Bir basın mensubunun, "Tüm terör örgütleriyle mücadele kapsamında geçtiğimiz günlerde 28 belediyeye kayyum atanması olmuştu. İçişleri Bakanı Süleyman Soylu, Diyarbakır, Van ve Mardin'e yeni görevlendirmelerinin olabileceğine dair işaret verdi, 'müfettişlerin incelemesi sürüyor' dedi. Bu 3 ile görevlendirmelerin olması söz konusu mu?" sorusuna Kurtulmuş, şu yanıtı verdi:
"FETÖ mensubu olduğu, özellikle PKK mensubu olduğu için görevden alınan daha doğrusu yerlerine vekil atanan, kayyum tabiri yerine de 'belediye başkan vekili' tabirini kullanmamız daha doğrudur, belediye başkanı görevden alınarak vekil atanan 30 belediye vardır.
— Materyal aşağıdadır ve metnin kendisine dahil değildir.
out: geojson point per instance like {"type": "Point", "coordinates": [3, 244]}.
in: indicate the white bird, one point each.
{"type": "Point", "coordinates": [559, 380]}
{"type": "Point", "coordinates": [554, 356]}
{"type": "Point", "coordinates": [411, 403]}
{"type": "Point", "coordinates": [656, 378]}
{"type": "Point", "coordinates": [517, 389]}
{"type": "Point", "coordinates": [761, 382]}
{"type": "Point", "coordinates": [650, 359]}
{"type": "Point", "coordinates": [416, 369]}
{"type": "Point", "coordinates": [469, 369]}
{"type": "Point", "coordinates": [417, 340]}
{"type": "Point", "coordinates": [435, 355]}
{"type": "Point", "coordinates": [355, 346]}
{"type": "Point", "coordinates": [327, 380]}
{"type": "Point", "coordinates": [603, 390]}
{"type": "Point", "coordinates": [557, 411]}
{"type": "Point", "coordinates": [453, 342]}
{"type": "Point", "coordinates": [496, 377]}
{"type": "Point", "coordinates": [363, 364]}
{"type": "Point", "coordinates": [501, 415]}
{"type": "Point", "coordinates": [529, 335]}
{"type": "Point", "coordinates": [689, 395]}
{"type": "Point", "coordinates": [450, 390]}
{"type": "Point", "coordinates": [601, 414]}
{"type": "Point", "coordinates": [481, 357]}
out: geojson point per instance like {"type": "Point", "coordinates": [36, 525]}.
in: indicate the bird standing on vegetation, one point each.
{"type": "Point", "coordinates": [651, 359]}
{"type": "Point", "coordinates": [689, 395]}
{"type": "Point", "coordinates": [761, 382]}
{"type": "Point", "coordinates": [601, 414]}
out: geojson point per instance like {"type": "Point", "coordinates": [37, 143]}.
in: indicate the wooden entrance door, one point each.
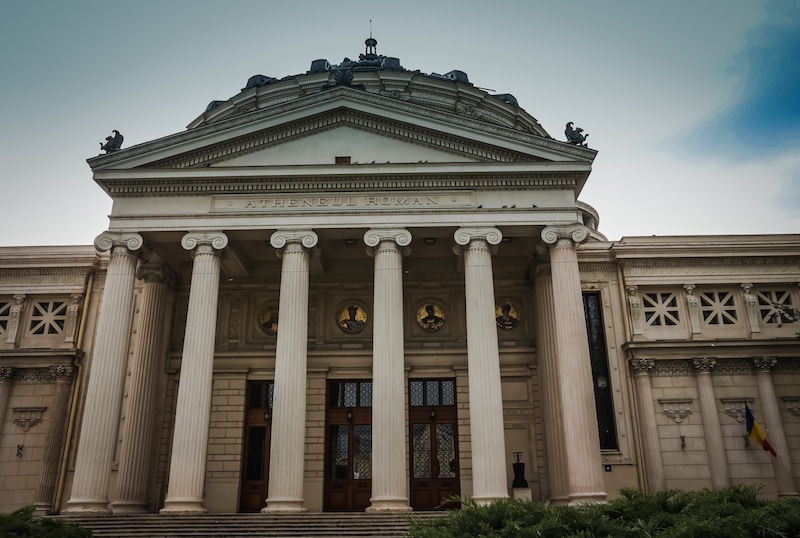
{"type": "Point", "coordinates": [348, 467]}
{"type": "Point", "coordinates": [433, 440]}
{"type": "Point", "coordinates": [255, 460]}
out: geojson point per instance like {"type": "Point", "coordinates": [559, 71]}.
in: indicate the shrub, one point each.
{"type": "Point", "coordinates": [23, 523]}
{"type": "Point", "coordinates": [734, 512]}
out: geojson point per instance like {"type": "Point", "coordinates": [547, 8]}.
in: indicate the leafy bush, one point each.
{"type": "Point", "coordinates": [734, 512]}
{"type": "Point", "coordinates": [23, 523]}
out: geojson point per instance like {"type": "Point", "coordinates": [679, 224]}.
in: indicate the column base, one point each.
{"type": "Point", "coordinates": [388, 505]}
{"type": "Point", "coordinates": [489, 499]}
{"type": "Point", "coordinates": [87, 507]}
{"type": "Point", "coordinates": [284, 506]}
{"type": "Point", "coordinates": [178, 507]}
{"type": "Point", "coordinates": [587, 497]}
{"type": "Point", "coordinates": [129, 507]}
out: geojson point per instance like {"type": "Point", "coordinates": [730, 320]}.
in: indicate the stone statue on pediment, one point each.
{"type": "Point", "coordinates": [113, 142]}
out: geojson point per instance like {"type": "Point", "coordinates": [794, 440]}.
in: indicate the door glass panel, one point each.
{"type": "Point", "coordinates": [256, 444]}
{"type": "Point", "coordinates": [350, 394]}
{"type": "Point", "coordinates": [448, 393]}
{"type": "Point", "coordinates": [445, 450]}
{"type": "Point", "coordinates": [338, 439]}
{"type": "Point", "coordinates": [362, 452]}
{"type": "Point", "coordinates": [421, 444]}
{"type": "Point", "coordinates": [432, 389]}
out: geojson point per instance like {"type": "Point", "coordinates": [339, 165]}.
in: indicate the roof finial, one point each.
{"type": "Point", "coordinates": [371, 43]}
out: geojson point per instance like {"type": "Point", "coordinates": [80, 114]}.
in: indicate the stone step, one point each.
{"type": "Point", "coordinates": [247, 525]}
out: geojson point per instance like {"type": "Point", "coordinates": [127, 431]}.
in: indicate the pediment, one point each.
{"type": "Point", "coordinates": [344, 122]}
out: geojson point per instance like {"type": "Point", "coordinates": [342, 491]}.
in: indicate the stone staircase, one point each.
{"type": "Point", "coordinates": [249, 525]}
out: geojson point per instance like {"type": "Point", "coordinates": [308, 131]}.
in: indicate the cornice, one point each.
{"type": "Point", "coordinates": [581, 153]}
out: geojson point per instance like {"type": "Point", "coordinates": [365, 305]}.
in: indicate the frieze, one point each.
{"type": "Point", "coordinates": [176, 186]}
{"type": "Point", "coordinates": [338, 201]}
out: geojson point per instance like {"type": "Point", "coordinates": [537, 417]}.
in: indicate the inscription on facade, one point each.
{"type": "Point", "coordinates": [345, 201]}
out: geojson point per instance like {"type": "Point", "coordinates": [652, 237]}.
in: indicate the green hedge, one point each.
{"type": "Point", "coordinates": [734, 512]}
{"type": "Point", "coordinates": [23, 523]}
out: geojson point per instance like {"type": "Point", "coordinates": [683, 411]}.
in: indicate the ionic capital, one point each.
{"type": "Point", "coordinates": [307, 239]}
{"type": "Point", "coordinates": [399, 236]}
{"type": "Point", "coordinates": [108, 240]}
{"type": "Point", "coordinates": [217, 241]}
{"type": "Point", "coordinates": [577, 233]}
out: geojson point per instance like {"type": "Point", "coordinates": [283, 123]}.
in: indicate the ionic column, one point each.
{"type": "Point", "coordinates": [581, 434]}
{"type": "Point", "coordinates": [651, 449]}
{"type": "Point", "coordinates": [192, 415]}
{"type": "Point", "coordinates": [774, 426]}
{"type": "Point", "coordinates": [6, 380]}
{"type": "Point", "coordinates": [389, 489]}
{"type": "Point", "coordinates": [712, 431]}
{"type": "Point", "coordinates": [289, 402]}
{"type": "Point", "coordinates": [63, 377]}
{"type": "Point", "coordinates": [549, 384]}
{"type": "Point", "coordinates": [134, 455]}
{"type": "Point", "coordinates": [98, 437]}
{"type": "Point", "coordinates": [483, 363]}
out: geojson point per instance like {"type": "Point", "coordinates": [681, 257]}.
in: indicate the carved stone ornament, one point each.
{"type": "Point", "coordinates": [28, 417]}
{"type": "Point", "coordinates": [676, 408]}
{"type": "Point", "coordinates": [352, 317]}
{"type": "Point", "coordinates": [267, 318]}
{"type": "Point", "coordinates": [507, 315]}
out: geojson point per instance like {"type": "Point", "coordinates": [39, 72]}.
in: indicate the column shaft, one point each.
{"type": "Point", "coordinates": [190, 438]}
{"type": "Point", "coordinates": [134, 457]}
{"type": "Point", "coordinates": [651, 448]}
{"type": "Point", "coordinates": [581, 434]}
{"type": "Point", "coordinates": [389, 489]}
{"type": "Point", "coordinates": [287, 451]}
{"type": "Point", "coordinates": [483, 361]}
{"type": "Point", "coordinates": [774, 427]}
{"type": "Point", "coordinates": [712, 431]}
{"type": "Point", "coordinates": [552, 404]}
{"type": "Point", "coordinates": [51, 457]}
{"type": "Point", "coordinates": [98, 436]}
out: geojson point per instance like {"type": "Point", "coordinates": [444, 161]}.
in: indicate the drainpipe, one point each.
{"type": "Point", "coordinates": [78, 364]}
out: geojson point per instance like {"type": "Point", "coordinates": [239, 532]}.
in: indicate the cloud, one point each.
{"type": "Point", "coordinates": [762, 118]}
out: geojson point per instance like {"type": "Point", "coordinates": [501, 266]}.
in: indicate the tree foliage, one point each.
{"type": "Point", "coordinates": [23, 523]}
{"type": "Point", "coordinates": [734, 512]}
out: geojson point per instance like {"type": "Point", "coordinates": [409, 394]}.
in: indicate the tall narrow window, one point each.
{"type": "Point", "coordinates": [603, 397]}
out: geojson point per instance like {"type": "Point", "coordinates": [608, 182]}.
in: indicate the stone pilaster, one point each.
{"type": "Point", "coordinates": [12, 330]}
{"type": "Point", "coordinates": [712, 431]}
{"type": "Point", "coordinates": [134, 455]}
{"type": "Point", "coordinates": [98, 437]}
{"type": "Point", "coordinates": [483, 362]}
{"type": "Point", "coordinates": [63, 376]}
{"type": "Point", "coordinates": [289, 402]}
{"type": "Point", "coordinates": [648, 428]}
{"type": "Point", "coordinates": [192, 414]}
{"type": "Point", "coordinates": [774, 426]}
{"type": "Point", "coordinates": [581, 434]}
{"type": "Point", "coordinates": [6, 380]}
{"type": "Point", "coordinates": [551, 391]}
{"type": "Point", "coordinates": [389, 484]}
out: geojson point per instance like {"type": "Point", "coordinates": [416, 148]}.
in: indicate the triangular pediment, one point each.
{"type": "Point", "coordinates": [316, 130]}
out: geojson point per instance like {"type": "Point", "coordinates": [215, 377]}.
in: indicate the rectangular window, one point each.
{"type": "Point", "coordinates": [603, 396]}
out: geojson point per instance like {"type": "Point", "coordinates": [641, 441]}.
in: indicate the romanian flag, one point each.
{"type": "Point", "coordinates": [756, 433]}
Bu belediyelerin her birisi ya PKK terörüne verdikleri açık destek dolayısıyla bir kısmı da FETÖ örgütüyle irtibatları ve iltisakları dolayısıyla görevden alındılar, yerlerine vekiller atandı. Eğer ihtiyaç duyulursa terör örgütleriyle, herhangi birisiyle irtibatlı ve iltisaklı olduğu ortaya konulan, gerçek olduğu bilinen ve eldeki somut verilerle değerlendirmesi yapılan belediye başkanları hakkında da gerekli kararlar alınır. Bu Türkiye'nin teröre karşı verdiği mücadelenin tabii bir sonucudur. Bunları yaparken de hükümet olarak bunları 'keyifle, zevkle yapıyoruz' demiyoruz."
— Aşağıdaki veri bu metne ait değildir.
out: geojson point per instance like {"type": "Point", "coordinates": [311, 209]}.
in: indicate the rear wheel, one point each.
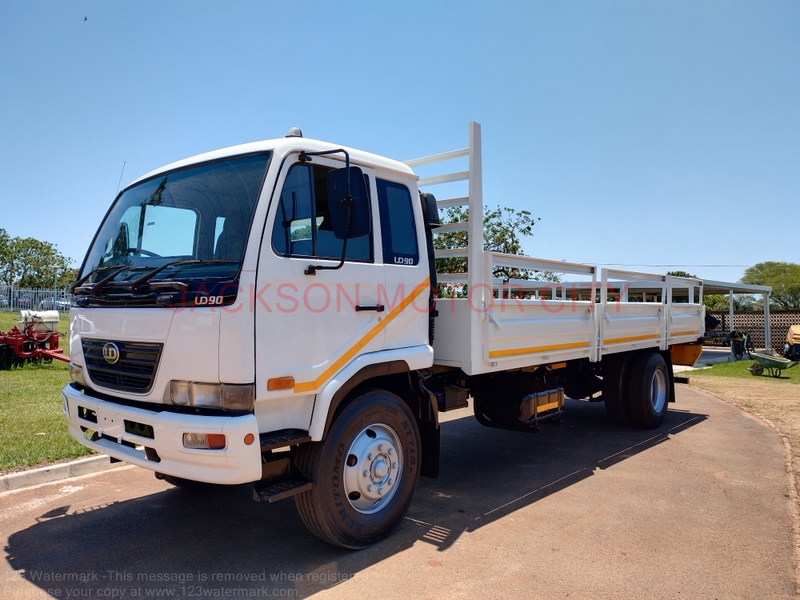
{"type": "Point", "coordinates": [363, 474]}
{"type": "Point", "coordinates": [649, 390]}
{"type": "Point", "coordinates": [615, 391]}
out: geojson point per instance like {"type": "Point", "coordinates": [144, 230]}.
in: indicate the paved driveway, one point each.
{"type": "Point", "coordinates": [697, 509]}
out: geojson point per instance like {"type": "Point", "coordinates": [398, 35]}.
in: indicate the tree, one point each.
{"type": "Point", "coordinates": [503, 230]}
{"type": "Point", "coordinates": [28, 262]}
{"type": "Point", "coordinates": [783, 277]}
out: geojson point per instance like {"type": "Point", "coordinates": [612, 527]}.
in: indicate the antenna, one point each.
{"type": "Point", "coordinates": [120, 175]}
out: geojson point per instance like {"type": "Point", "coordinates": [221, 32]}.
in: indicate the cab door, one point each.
{"type": "Point", "coordinates": [308, 326]}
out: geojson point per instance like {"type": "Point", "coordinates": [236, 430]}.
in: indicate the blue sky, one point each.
{"type": "Point", "coordinates": [654, 135]}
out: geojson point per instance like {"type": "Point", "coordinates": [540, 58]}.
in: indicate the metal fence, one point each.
{"type": "Point", "coordinates": [14, 299]}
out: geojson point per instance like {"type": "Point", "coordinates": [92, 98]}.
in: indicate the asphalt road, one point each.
{"type": "Point", "coordinates": [696, 509]}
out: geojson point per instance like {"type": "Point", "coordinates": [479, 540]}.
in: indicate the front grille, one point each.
{"type": "Point", "coordinates": [134, 370]}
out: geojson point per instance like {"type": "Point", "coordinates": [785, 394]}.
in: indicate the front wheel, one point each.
{"type": "Point", "coordinates": [363, 474]}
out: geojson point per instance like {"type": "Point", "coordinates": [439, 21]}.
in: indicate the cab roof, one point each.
{"type": "Point", "coordinates": [282, 147]}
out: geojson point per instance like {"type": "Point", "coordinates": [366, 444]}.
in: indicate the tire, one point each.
{"type": "Point", "coordinates": [615, 391]}
{"type": "Point", "coordinates": [649, 390]}
{"type": "Point", "coordinates": [363, 474]}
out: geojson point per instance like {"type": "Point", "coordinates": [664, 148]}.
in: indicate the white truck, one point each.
{"type": "Point", "coordinates": [267, 314]}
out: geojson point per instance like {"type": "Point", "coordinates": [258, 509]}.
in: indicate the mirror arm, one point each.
{"type": "Point", "coordinates": [348, 198]}
{"type": "Point", "coordinates": [312, 269]}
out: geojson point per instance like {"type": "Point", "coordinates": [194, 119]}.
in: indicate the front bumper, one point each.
{"type": "Point", "coordinates": [236, 463]}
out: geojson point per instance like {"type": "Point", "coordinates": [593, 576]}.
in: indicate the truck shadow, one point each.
{"type": "Point", "coordinates": [184, 543]}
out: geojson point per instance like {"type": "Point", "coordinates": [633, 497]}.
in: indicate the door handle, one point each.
{"type": "Point", "coordinates": [376, 308]}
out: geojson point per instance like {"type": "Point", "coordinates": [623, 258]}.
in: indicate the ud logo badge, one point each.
{"type": "Point", "coordinates": [111, 353]}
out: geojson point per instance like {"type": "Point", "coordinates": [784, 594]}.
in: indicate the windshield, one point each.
{"type": "Point", "coordinates": [198, 214]}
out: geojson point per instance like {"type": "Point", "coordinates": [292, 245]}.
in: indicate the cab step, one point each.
{"type": "Point", "coordinates": [278, 490]}
{"type": "Point", "coordinates": [281, 438]}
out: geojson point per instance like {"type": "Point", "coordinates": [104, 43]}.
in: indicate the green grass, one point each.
{"type": "Point", "coordinates": [739, 369]}
{"type": "Point", "coordinates": [32, 427]}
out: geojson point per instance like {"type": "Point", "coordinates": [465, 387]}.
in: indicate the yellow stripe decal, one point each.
{"type": "Point", "coordinates": [536, 349]}
{"type": "Point", "coordinates": [633, 338]}
{"type": "Point", "coordinates": [308, 386]}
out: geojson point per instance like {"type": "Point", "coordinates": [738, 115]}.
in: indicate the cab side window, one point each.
{"type": "Point", "coordinates": [303, 223]}
{"type": "Point", "coordinates": [398, 229]}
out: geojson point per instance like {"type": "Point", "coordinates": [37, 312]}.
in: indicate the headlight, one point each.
{"type": "Point", "coordinates": [225, 396]}
{"type": "Point", "coordinates": [76, 374]}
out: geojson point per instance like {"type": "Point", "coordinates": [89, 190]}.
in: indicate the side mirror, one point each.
{"type": "Point", "coordinates": [430, 212]}
{"type": "Point", "coordinates": [354, 209]}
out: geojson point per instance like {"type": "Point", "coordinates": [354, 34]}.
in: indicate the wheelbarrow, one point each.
{"type": "Point", "coordinates": [773, 364]}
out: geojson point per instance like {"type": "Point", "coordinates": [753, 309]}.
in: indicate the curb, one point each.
{"type": "Point", "coordinates": [83, 466]}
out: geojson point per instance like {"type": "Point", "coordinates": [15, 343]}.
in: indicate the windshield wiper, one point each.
{"type": "Point", "coordinates": [135, 285]}
{"type": "Point", "coordinates": [96, 287]}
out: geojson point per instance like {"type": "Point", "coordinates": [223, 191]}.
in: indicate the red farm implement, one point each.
{"type": "Point", "coordinates": [34, 339]}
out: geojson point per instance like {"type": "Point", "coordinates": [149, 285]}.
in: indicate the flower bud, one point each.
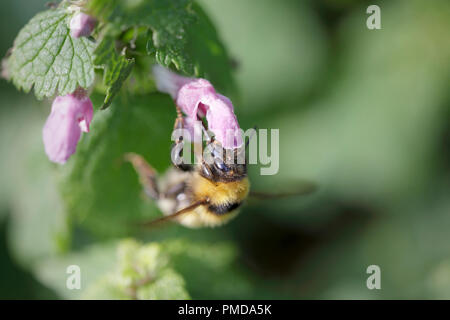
{"type": "Point", "coordinates": [198, 98]}
{"type": "Point", "coordinates": [71, 114]}
{"type": "Point", "coordinates": [81, 25]}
"Yozgat Valiliği aldığı kararla ildeki içkili mekanların kapatılmasına yönelik adım attı. Bu konu Bakanlar Kurulu'nda gündeme geldi mi, siz nasıl değerlendiriyorsunuz, hükümetin bu konuda çalışması ve yaptırımı olacak mı?" sorusuna Kurtulmuş, "Hayır, bu konu gelmedi. Zaten herhalde İçişleri Bakanlığı bu konuyla ilgili gerekli çalışmaları yapar. Bakanlar Kurulu'muzun gündemine gelmedi." karşılığını verdi.
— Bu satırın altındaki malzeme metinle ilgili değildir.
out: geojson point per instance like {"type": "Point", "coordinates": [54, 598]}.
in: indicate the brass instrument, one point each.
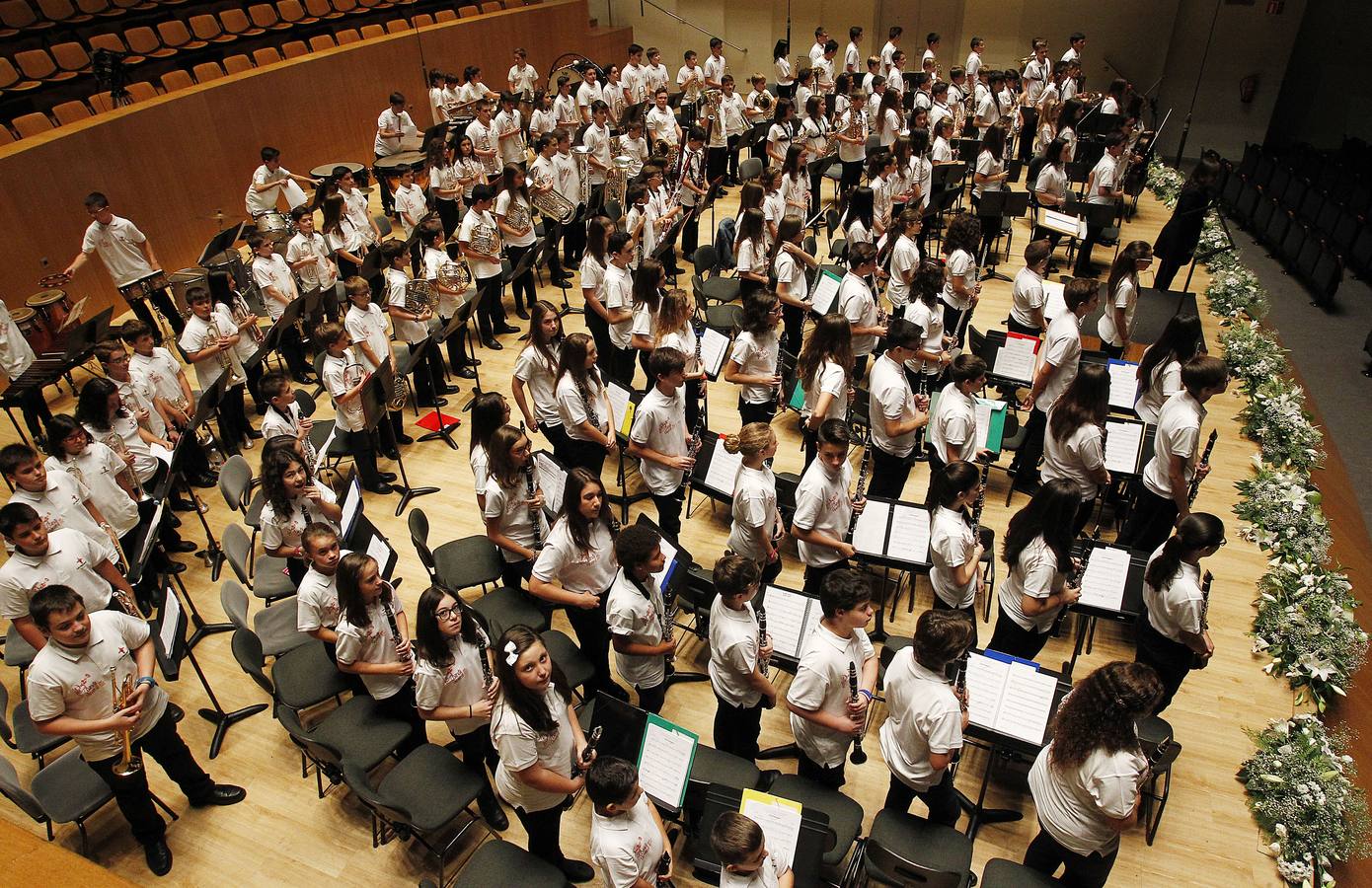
{"type": "Point", "coordinates": [119, 694]}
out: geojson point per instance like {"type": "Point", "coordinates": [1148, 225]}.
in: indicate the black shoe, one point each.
{"type": "Point", "coordinates": [158, 855]}
{"type": "Point", "coordinates": [222, 793]}
{"type": "Point", "coordinates": [576, 872]}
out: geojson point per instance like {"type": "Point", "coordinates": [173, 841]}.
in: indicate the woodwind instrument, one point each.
{"type": "Point", "coordinates": [1205, 460]}
{"type": "Point", "coordinates": [858, 755]}
{"type": "Point", "coordinates": [584, 762]}
{"type": "Point", "coordinates": [129, 764]}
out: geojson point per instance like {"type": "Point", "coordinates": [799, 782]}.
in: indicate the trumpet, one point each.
{"type": "Point", "coordinates": [119, 694]}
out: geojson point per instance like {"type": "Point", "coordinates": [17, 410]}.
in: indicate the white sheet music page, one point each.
{"type": "Point", "coordinates": [1122, 445]}
{"type": "Point", "coordinates": [1104, 582]}
{"type": "Point", "coordinates": [908, 533]}
{"type": "Point", "coordinates": [870, 532]}
{"type": "Point", "coordinates": [787, 620]}
{"type": "Point", "coordinates": [1027, 703]}
{"type": "Point", "coordinates": [1016, 358]}
{"type": "Point", "coordinates": [664, 765]}
{"type": "Point", "coordinates": [985, 685]}
{"type": "Point", "coordinates": [1124, 385]}
{"type": "Point", "coordinates": [724, 469]}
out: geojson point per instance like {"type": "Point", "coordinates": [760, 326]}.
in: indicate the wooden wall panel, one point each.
{"type": "Point", "coordinates": [175, 162]}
‘ALMAN YETKİLİLER GELİP TÜRKLERİN YÖNETİMİNDEKİ İNCİRLİK ÜSSÜ'NÜ DENETLİYOR DEĞİLLER'
Gerek NATO kapsamındaki anlaşmalar, gerekse ikili anlaşmalar çerçevesinde bazı ülkelerin buradaki üsten Türkiye'nin verdiği izin çerçevesinde yararlandığını anlatan Kurtulmuş, "İncirlik'te Alman askerleri var. Alman askerler de karşılıklı anlaşmalar ve NATO çerçevesinde burada bulunuyorlar. Türkiye'nin vermiş olduğu bu izin tamamen Alman yetkililerin Alman askerleri denetlemesiyle ilgili bir meseledir. Bunun üzerinden bazılarının yanlış kanaat ve yorumlarla kamuoyunu meşgul etmesini asla istemeyiz. Alman yetkililer gelip Türklerin yönetimindeki İncirlik Üssü'nü denetliyor değiller ya da Türklerin yetkisinde olan bu üsle ilgili bir rapor hazırlayacak değiller. Burada tamamıyla kendi askerlerini denetleme ve onlarla görüşme çerçevesinde aldıkları bir karardır" diye konuştu.
Kurtulmuş, Meclis'te kurulacağı iddia edilen KHK Komisyonu'nun çalışma kapsamının nasıl olacağı yönündeki bir soru üzerine de şu değerlendirmeyi yaptı:
"KHK çıkarma yetkisi OHAL kapsamında bütünüyle hükümete aittir. Bizim burada yapmak istediğimiz, eğer diğer partilerin bu konularda görüşleri, tespitleri varsa bunların bildirilmesidir ve bu sürecin daha düzgün, daha iş birliği içerisinde yürütülmesini temin etmektir. Yoksa burada bir yetki devri değil, yetki tamamıyla hükümetin elinde olan bir yetkidir."